Why the Best Leaders Are Constantly Thinking About Energy

Why the Best Leaders Are Constantly Thinking About Energy

John Eades 20/07/2022
Why the Best Leaders Are Constantly Thinking About Energy

Positive energy improves the work environment.

The energy on a team is no accident. When it's in the room, it can't be mistaken. People are engaged, excited and strive to perform at their best.  

The tricky question is, where does it come from, and what is it?

Energy is defined as the strength and vitality required for sustained physical or mental activity. In the context of leadership and teams, I simplify it as "the ability to do great work with optimistic effort."  
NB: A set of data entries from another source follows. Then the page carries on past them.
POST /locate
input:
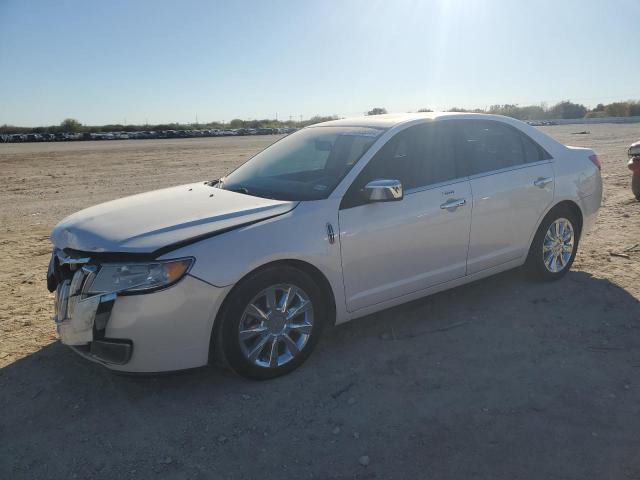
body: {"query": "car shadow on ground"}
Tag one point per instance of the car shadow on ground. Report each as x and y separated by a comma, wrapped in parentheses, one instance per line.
(503, 378)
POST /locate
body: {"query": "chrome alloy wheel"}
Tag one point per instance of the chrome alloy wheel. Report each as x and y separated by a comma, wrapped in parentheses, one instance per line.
(276, 325)
(558, 245)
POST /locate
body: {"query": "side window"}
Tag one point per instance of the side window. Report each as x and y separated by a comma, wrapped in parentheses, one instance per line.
(489, 146)
(417, 156)
(437, 162)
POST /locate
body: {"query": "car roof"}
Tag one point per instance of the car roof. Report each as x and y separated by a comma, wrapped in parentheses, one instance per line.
(390, 120)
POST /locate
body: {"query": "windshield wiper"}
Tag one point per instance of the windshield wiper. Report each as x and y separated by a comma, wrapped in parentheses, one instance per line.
(240, 189)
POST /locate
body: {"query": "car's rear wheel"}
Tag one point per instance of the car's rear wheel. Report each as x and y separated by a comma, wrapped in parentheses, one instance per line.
(555, 245)
(635, 185)
(271, 323)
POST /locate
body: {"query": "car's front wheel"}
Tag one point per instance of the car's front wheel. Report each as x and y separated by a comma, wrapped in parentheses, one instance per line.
(271, 322)
(555, 245)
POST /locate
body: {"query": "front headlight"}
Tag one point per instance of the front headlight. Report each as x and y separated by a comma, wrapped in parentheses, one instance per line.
(139, 277)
When teams have the right kind of energy, it impacts the consistency, intensity, and speed at which members give effort, work together and perform. On a recent episode of Work-Life, Hubert Joly, the former CEO of Best Buy credited energy as a key to the company's transformation and turnaround. He said, "I needed people's help from the beginning, and that created energy to attack the real problems together." Joly facilitated this by asking associates and general managers three simple questions:

  1. What's working?

  2. What's not working?

  3. What do you need?

What Joly understood was traditional thinking about energy on a team only coming from results wasn't entirely true. Energy ultimately comes from people. If you take nothing else away from this column, I want you to take away this;  

One person can completely change the energy on a team or in a room.  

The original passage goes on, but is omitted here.